Selon un officiel israélien cité par le Times of Israël, Benyamin Netanyahu a demandé qu'un général américain supervise personnellement la remise des armes du Hamas à Gaza. Le message est limpide : aucun retrait israélien supplémentaire tant que le désarmement n'est pas constaté, documenté et validé par une autorité que personne ne peut accuser de partialité pro-israélienne.

Sur le papier, cela ressemble à une simple modalité technique du plan Trump. En réalité, c'est un coup stratégique.
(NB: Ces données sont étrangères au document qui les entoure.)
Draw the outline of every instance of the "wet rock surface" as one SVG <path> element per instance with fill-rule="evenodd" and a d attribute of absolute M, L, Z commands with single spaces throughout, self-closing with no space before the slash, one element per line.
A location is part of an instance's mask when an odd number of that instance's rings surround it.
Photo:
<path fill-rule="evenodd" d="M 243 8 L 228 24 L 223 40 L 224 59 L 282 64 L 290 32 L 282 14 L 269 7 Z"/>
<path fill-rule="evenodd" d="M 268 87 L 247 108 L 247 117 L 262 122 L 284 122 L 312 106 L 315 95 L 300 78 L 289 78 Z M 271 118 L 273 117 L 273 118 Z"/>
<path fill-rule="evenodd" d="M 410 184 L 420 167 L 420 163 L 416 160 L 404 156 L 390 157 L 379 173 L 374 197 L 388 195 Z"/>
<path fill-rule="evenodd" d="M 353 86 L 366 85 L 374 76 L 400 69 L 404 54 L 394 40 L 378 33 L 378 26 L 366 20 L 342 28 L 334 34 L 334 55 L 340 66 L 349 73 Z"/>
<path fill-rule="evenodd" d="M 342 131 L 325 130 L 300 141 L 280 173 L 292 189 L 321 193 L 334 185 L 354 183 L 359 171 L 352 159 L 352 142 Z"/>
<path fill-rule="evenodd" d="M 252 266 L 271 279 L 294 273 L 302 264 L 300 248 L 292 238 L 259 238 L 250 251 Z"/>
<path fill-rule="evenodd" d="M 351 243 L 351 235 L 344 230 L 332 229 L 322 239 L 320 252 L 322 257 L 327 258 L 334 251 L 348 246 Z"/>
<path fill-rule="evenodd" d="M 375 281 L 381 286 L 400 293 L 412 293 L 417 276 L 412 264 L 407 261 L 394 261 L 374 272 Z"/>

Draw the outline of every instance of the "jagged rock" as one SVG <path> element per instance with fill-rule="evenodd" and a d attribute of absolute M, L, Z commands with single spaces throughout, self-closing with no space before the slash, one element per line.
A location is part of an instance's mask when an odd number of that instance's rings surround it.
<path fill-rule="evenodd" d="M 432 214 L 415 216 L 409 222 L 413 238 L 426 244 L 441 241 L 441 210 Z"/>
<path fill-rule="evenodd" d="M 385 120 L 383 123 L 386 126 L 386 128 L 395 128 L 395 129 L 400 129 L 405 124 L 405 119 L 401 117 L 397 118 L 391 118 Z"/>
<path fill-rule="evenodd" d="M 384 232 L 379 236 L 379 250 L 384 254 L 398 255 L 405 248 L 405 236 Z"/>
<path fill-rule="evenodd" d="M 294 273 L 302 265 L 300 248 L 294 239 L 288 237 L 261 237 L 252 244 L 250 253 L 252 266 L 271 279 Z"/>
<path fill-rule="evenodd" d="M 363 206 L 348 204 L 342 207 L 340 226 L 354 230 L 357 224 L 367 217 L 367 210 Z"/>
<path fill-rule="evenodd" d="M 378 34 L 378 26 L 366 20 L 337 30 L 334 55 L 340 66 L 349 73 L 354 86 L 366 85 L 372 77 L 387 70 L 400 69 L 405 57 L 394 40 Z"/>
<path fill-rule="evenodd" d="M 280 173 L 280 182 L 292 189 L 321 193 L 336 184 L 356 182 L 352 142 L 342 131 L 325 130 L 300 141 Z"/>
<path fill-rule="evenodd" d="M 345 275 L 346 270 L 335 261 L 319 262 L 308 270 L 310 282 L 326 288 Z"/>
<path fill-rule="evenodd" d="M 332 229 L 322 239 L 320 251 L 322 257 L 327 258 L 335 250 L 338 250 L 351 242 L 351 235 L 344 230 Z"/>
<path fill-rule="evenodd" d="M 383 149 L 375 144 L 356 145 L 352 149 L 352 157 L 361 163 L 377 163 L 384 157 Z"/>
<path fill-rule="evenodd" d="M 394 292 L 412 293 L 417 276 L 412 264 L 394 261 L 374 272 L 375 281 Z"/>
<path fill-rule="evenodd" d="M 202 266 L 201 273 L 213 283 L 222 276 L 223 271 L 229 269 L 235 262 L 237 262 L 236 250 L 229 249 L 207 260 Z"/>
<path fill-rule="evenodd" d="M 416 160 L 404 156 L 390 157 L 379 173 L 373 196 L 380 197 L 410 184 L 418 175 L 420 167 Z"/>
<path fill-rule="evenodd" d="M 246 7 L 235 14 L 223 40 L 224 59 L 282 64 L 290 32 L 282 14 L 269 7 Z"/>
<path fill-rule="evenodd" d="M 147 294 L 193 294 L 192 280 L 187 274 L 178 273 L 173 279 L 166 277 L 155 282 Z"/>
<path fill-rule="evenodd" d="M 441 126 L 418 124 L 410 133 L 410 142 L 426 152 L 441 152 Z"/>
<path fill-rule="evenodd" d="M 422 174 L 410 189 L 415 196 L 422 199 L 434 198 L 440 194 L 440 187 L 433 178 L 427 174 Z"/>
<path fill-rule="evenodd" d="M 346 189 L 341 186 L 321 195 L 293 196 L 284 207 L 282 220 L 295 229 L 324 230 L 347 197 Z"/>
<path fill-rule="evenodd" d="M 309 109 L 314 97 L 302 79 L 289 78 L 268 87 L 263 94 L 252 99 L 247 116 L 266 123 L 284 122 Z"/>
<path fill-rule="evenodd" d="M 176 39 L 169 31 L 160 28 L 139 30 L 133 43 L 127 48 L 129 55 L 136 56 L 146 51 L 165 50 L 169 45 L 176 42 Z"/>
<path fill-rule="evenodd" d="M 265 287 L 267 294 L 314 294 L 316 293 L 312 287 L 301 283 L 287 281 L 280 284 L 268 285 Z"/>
Depuis le début, le désarmement du Hamas est le point aveugle de tous les « plans de paix » : chacun le mentionne, personne ne dit qui le vérifie, ni comment. Or Israël connaît la musique. À chaque cessez-le-feu passé, le Hamas a reconstitué son arsenal pendant que la communauté internationale détournait le regard. Cette fois, Netanyahu refuse le scénario du désarmement déclaratif — celui où l'on signe un papier et où les tunnels se remplissent à nouveau.

Depuis le début, le désarmement du Hamas est le point aveugle de tous les « plans de paix »

Pour Israël, c'est une double victoire potentielle. Si le général américain constate que le Hamas rend ses armes, Israël obtient ce qu'aucune guerre seule ne garantissait : une démilitarisation certifiée par la première puissance mondiale. Si le Hamas refuse ou triche — hypothèse la plus probable au vu de ses tirs et de la bombe qu'il vient encore de faire exploser contre des soldats de Tsahal —, ce n'est plus la parole d'Israël contre celle du Hamas : c'est un rapport militaire américain qui l'établit. Le fardeau de la preuve change de camp.

Et c'est là l'angle que presque personne ne souligne : Netanyahu est en train de lier l'Amérique à Gaza par le haut. Un général américain sur le terrain, c'est le prestige des États-Unis engagé dans la réussite du désarmement. Trump, qui a fait de ce plan « son » accord historique, ne pourra pas tolérer que le Hamas l'humilie en trichant sous les yeux de son propre officier. Autrement dit, Netanyahu transforme un allié en garant — et fait du désarmement du Hamas un enjeu de crédibilité américaine, plus seulement israélienne.

Le pari comporte un risque : celui d'une tutelle qui, un jour, se retournerait contre les décisions israéliennes. Mais dans l'immédiat, c'est le Hamas qui se retrouve piégé. Refuser un superviseur américain, c'est avouer qu'on n'a jamais eu l'intention de désarmer. Et cet aveu-là, cette fois, se ferait face à Washington.